Futures Now

Apple is now a no-growth 'value trap': Doug Kass

Douglas Kass at the Reach poker tournament in New York.
Amanda Gordon | Bloomberg | Getty Images

Are Apple shares cheap? Now that they've fallen over 10 percent on the back of Apple's recent product launch, it seems to be a fair question. But even though Apple now has a lower price-to-earnings ratio than do slow-growth companies like Microsoft, Intel, or IBM, Doug Kass says the stock still doesn't present an attractive value.

"Apple has become a value trap," the founder of Seabreeze Partners Management said. "This is a company with no growth, and profit margins that are way too high vis a vis the competition."

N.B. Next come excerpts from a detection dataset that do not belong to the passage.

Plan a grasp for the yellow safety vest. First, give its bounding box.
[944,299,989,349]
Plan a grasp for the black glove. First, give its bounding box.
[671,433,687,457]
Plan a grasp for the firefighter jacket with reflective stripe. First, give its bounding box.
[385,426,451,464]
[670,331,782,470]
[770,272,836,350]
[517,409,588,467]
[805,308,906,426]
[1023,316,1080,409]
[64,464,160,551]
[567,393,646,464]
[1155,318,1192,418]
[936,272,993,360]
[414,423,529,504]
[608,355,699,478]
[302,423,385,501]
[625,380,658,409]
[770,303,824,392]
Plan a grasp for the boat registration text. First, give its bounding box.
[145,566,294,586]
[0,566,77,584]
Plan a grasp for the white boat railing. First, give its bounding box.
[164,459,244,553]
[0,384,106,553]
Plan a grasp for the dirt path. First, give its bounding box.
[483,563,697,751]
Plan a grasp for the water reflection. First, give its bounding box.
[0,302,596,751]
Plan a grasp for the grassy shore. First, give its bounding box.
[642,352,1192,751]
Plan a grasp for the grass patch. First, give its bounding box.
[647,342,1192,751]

Indeed, at its latest media event, Apple disappointed many investors but not releasing a much cheaper iPhone, as some had been pining for. Instead, Apple released more high-end phones that will keep profit margins high, but threaten to do further damage to the company's already-declining market share.

(Read more: At a crossroads, Apple must make one huge decision)

"We remain disappointed with Apple's decision to remain a premium priced smartphone vendor," Credit Suisse analyst Kulbinder Garcha wrote in a note that downgraded the stock to "neutral" from "outperform" after the event. "On our new estimates, Apple's smartphone share will decline to 15.5 percent/13.1 percent this year and next from 18.1 percent last year."

But Kass says that there's a second issue at work: While Apple's prices have stayed high, the company has not delivered innovation to keep pace.

Going against the Apple trend

"A year ago, Apple was selling a superior product and was charging a premium price," Kass said. "Now, they're selling a less-than-superior product, and still charging a premium price."

It's not just market share, then, that will drop. "The profit margins have no place to go but down," he said.

(Read more: Expect 'wow' product from Apple: Pro)

Kass sees Apple as a classic story of overoptimistic expectations. "The bulls took a lot for granted in terms of extrapolating the company's growth, and now reality is setting in."

All in all, the stock is currently "close to fairly priced," Kass told CNBC.com. In fact, though he had been short Apple, Kass covered that short position into the stock's recent decline.

"For the foreseeable future, it will move 50 points up or 50 points down," he said. So whether you're a bull or a bear on the stock, "that's not an attractive reward for your risk."